Despite an ankle problem, Lee Chong Wei produced one of his finest performances to regain the All-England Open title by beating Chen Long from China in an impressively emphatic straight games win in Birmingham on Sunday.
The world number one from Malaysia beat the titleholder from China 21-13, 21-18 – revenge for his loss to Chen in the final last year.
The variety of the 31-year-old's game was often mesmerising, and his focus was steely enough to resist determined second-game fight-backs by Chen from 4-10 to 9-10 and from 13-18 to 17-18 and to within the width of the net tape of getting to 18-all.
Earlier China won the women's singles when Wang Shixian, the fourth-seeded former All-England champion, beat Li Xuerui, the top-seeded Olympic champion, 21-19, 21-18.

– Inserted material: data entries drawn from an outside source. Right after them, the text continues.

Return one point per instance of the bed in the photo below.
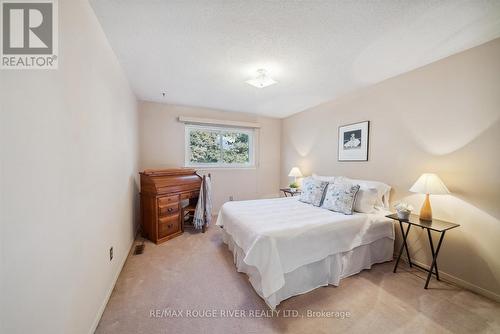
(287, 247)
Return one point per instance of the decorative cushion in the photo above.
(365, 200)
(312, 191)
(340, 196)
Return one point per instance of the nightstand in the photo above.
(436, 225)
(289, 193)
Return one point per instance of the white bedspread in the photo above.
(282, 234)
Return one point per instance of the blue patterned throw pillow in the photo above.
(312, 191)
(340, 196)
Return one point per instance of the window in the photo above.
(208, 146)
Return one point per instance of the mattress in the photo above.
(278, 236)
(328, 271)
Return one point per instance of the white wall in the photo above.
(162, 145)
(443, 118)
(69, 150)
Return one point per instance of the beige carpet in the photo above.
(195, 272)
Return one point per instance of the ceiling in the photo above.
(200, 53)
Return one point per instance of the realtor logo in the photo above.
(29, 34)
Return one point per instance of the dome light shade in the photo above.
(429, 183)
(261, 80)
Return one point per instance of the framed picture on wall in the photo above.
(353, 141)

Yu Yang's improbable rehabilitation continued in dramatic fashion also on Sunday as she and her women's doubles partner Wang Xiaoli saved a match point to complete a successful defence of their All-England Open title.
Yu, who had said she was quitting after she and Wang were among those banned during the match-fixing scandal at the London Olympics, was again a bundle of renovated self-belief and forecourt energy as the top-seeded pair edged out their unseeded compatriots Ma Jin and Tang Yuanting 21-17, 18-21, 23-21.
"We really wanted to win again this year," said Wang. "We were quite scared about coming here because we were getting challenged by all the other players, but we managed to adjust and it was really just about playing to the right level."
Indonesia regained the men's doubles title after an interval of more than a decade when top-seeded Mohammad Ahsan and Hendra Setiawan followed their August capture of the world title with a 21-19, 21-19 win over Hiroyuki Endo and Kenichi Hayakawa.
The Japanese pair led 16-15 in the first game and repaired a three-point deficit in the second, and were not far from becoming their country's first All England champions since 1978.